US-Russian cooperation was essential to the construction and continued operation of the space station. Russia stepped in and launched a steady stream of astronauts to the lab when the space shuttle was grounded after the Columbia disaster in 2003, then provided transportation for American astronauts and partner agencies after the shuttle program ended in 2001.
The ferry service has been beneficial – and lucrative – for Roscosmos, which has charged up to $90 million per seat, taking in $4 billion since 2006.
As Rogozin said, Russia provides the thruster and thrusters needed to periodically reboost the station, a critical capability that NASA currently cannot replace. Maneuvering is provided by thrusters built into Russian modules Zarya and Zvezda and aboard visiting Progress supply ships.
A Northrop Grumman Cygnus freighter that arrived earlier this week is the first US vehicle after the Space Shuttle to be capable of reboosting, but it alone cannot replace Russian capability.
For its part, NASA provides the lion’s share of the space station’s solar power and uses four massive gyroscopes to reorient the lab as needed without the need for thrusters. NASA also provides wireless communications, computer services, and spacewalking equipment commonly used by cosmonauts.
But NASA astronauts are not trained to operate Russian systems and vice versa for cosmonauts.

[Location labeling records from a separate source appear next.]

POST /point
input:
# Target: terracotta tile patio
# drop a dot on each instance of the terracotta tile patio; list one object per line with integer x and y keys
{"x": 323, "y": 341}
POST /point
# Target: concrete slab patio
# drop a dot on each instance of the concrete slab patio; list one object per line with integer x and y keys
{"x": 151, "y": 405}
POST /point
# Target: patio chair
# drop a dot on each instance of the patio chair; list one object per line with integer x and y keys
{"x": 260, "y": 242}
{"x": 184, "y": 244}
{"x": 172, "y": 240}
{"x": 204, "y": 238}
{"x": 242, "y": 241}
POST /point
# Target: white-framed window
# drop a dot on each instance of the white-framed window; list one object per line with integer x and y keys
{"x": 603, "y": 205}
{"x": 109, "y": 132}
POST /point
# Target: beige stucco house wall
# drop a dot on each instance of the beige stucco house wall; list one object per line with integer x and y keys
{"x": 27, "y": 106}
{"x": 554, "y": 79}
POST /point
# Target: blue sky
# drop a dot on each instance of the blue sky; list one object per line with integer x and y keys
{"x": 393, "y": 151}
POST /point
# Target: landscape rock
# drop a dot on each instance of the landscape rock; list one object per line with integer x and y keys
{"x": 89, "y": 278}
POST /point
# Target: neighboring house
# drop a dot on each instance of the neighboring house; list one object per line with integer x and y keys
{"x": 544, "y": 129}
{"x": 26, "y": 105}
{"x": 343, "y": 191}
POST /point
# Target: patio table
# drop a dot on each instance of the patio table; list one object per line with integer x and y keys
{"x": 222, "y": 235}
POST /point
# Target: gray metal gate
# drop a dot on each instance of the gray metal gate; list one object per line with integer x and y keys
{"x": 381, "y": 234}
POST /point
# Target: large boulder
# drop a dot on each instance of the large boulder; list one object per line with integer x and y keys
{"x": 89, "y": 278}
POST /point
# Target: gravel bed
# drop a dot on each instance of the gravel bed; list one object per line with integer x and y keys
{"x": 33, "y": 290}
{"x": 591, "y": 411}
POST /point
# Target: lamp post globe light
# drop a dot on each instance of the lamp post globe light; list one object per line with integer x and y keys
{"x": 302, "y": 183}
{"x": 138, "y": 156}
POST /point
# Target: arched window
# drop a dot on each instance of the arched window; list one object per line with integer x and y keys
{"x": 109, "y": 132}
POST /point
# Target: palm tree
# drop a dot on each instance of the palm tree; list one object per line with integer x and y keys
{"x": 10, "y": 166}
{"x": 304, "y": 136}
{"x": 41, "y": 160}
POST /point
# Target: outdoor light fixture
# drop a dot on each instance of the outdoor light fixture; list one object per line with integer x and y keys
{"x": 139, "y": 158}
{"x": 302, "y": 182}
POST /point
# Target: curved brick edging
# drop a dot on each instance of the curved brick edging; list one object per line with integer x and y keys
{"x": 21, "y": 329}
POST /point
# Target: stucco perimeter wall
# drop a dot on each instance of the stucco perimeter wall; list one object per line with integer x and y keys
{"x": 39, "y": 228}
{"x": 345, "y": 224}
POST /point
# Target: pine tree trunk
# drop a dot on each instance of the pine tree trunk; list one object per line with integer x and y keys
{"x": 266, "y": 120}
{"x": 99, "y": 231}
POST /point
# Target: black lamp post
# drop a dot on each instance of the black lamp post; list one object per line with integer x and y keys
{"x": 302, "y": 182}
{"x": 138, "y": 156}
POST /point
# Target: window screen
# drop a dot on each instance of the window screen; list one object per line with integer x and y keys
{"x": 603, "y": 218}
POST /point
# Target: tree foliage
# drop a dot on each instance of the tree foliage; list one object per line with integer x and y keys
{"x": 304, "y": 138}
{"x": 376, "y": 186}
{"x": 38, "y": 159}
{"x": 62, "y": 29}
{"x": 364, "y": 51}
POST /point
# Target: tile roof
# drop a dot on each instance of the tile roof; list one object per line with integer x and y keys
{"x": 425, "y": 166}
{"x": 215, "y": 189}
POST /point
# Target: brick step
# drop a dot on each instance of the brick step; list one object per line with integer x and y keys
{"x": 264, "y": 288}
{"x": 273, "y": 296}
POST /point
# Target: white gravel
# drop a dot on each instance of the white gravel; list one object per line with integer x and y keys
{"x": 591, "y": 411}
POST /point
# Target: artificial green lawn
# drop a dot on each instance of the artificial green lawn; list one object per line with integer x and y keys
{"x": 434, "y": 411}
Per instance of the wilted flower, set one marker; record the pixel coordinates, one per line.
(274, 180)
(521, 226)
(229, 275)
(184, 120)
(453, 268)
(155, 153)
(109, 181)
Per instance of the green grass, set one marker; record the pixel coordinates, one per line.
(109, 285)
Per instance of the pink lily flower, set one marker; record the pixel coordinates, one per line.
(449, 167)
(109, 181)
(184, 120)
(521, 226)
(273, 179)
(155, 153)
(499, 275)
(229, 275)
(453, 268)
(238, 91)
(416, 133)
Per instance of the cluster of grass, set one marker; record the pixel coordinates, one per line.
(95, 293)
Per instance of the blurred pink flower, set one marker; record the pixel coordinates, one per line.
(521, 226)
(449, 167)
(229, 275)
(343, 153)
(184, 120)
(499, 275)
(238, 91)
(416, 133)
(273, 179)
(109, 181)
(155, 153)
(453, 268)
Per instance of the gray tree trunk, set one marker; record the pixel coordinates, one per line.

Neither party can operate the lab safely.
Thanks to the SpaceX Dragon capsules and Boeing Starliners soon to fly, NASA no longer depends solely on the Russian Soyuz to transport crew to and from the ISS. Crew Dragons have carried four NASA-sponsored crew to the station to date with a commercial visit scheduled for early April and another NASA crew launched April 15.
Russian and American teammates
The station’s current crew is “mixed”, with 2 Russians and an American — Anton Shkaplerov, Pyotr Dubrov and Mark Vande Hei — embarked on a Soyuz, 3 Americans and a German launched aboard a Crew Dragon: Raja Chari , Thomas Marshburn, Kayla Barron and European Space Agency astronaut Matthias Maurer.
The two sides are currently negotiating plans to continue launching astronauts aboard Soyuz and cosmonauts aboard Crew Dragons to ensure both agencies have personnel on board to operate critical systems even if a contingency forces a ferry – and its crew – leaving unexpectedly.
Two NASA astronauts recently completed their Soyuz training at Star City near Moscow and one of them is set to launch on an upcoming Soyuz. Similarly, a cosmonaut trains for a first flight aboard a SpaceX Crew Dragon. The launches of the two missions are scheduled for September.
But a detailed agreement has not been finalized and the evolution of the negotiations in view of the current crisis is not yet known. In the meantime, the hatches between the American and Russian segments of the ISS remain open, a symbolic reminder of the cooperation it took to assemble and operate the most complex spacecraft ever built.
“I really hope things go well,” Vande Hei said of US-Russian relations in a January interview with CBS News. “I really think the space station and our cooperation with the Russians on the space station in particular, is a great sign of the success we can have when we get to know each other and do things that are cooperative, rather than finding points of conflict.”